L’accertamento di fatto della assenza della subordinazione risulta incontestabile in questa sede, in quanto conformemente compiuto nei due gradi di merito e dunque incensurabile, per la preclusione alla deduzione del vizio di motivazione di cui all’articolo 348 ter, commi 4 e 5, cod.proc.civ.
Da tale rilievo discende la inammissibilità del terzo e del quarto motivo di ricorso, che danno per presupposto l’accertamento della subordinazione, in contrasto con i contenuti della sentenza impugnata.

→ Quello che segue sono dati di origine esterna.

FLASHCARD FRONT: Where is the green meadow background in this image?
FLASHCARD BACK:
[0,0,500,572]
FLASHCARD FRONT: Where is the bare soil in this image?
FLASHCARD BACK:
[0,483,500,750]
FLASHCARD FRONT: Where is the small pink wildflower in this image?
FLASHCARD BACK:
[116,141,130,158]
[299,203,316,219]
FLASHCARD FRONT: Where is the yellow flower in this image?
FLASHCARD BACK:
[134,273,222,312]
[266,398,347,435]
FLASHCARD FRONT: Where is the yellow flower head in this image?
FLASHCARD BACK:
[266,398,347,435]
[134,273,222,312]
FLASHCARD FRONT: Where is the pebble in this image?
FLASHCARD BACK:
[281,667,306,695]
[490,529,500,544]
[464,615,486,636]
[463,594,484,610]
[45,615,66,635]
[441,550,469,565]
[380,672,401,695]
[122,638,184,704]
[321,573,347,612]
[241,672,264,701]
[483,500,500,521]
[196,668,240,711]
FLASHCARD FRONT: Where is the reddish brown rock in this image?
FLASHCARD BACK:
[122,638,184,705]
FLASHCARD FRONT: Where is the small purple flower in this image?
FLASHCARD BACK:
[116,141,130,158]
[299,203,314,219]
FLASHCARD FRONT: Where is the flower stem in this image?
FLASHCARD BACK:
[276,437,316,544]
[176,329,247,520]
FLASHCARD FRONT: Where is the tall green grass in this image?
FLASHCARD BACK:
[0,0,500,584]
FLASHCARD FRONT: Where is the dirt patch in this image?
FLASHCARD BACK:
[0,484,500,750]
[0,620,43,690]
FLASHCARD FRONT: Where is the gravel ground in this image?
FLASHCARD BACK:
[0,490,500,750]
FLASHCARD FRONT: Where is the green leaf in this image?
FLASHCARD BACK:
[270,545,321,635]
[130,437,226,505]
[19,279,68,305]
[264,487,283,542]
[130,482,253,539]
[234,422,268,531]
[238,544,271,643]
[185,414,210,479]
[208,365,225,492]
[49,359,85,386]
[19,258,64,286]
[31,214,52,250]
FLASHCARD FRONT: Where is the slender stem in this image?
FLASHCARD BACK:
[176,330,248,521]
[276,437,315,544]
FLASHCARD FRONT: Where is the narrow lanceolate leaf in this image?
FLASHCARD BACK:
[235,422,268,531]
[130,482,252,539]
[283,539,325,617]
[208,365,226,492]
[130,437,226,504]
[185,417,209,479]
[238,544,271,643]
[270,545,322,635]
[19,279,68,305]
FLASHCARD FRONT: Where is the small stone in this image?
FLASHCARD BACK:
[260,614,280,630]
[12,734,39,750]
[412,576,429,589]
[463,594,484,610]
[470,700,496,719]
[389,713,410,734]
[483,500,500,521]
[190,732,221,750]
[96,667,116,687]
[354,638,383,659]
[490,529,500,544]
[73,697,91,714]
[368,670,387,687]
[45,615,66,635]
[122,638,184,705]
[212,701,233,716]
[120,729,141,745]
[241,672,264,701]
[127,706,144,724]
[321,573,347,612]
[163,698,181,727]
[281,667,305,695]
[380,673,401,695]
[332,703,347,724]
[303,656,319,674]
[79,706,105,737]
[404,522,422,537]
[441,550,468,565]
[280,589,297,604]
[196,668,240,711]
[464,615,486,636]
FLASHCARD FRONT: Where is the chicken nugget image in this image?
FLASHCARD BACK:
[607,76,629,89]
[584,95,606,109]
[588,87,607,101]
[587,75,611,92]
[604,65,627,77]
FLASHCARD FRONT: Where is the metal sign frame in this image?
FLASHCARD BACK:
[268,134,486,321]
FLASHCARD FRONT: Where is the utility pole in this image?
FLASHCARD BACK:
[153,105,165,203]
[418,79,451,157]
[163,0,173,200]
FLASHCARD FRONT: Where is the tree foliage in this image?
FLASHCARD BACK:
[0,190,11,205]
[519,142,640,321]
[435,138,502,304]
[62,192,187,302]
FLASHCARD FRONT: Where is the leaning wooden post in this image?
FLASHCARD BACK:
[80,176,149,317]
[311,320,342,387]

Parimenti inammissibile è il secondo motivo di ricorso. Tale motivo non si confronta con i contenuti della sentenza, la quale ha dato atto che la prestazione lavorativa non costituiva conferimento del socio ma correttamente ha poi verificato che il rapporto di lavoro, pur se non reso in esecuzione del contratto di società, non era comunque di natura subordinata.
che, pertanto, essendo condivisibile la proposta del relatore, il ricorso deve essere dichiarato inammissibile con ordinanza in camera di consiglio ex articolo 375 cod.proc.civ.
che non vi è luogo a provvedere sulle spese per la mancata costituzione della parte intimata;
che, trattandosi di giudizio instaurato successivamente al 30 gennaio 2013 sussistono le condizioni per dare atto – ai sensi dell’art. 1 co. 17 L. 228/2012 (che ha aggiunto il comma 1 quater all’art. 13 DPR 115/2002) – della sussistenza dell’obbligo di versamento da parte del ricorrente dell’ulteriore importo a titolo di contributo unificato pari a quello dovuto per la impugnazione integralmente rigettata.
P.Q.M.
Dichiara la inammissibilità del ricorso. Nulla per le spese.
Ai sensi dell’art. 13 co. 1 quater del DPR 115 del 2002 dà atto della sussistenza dei presupposti per il versamento, da parte del ricorrente dell’ulteriore importo a titolo di contributo unificato pari a quello dovuto per il ricorso a norma del comma 1 bis dello stesso articolo 13.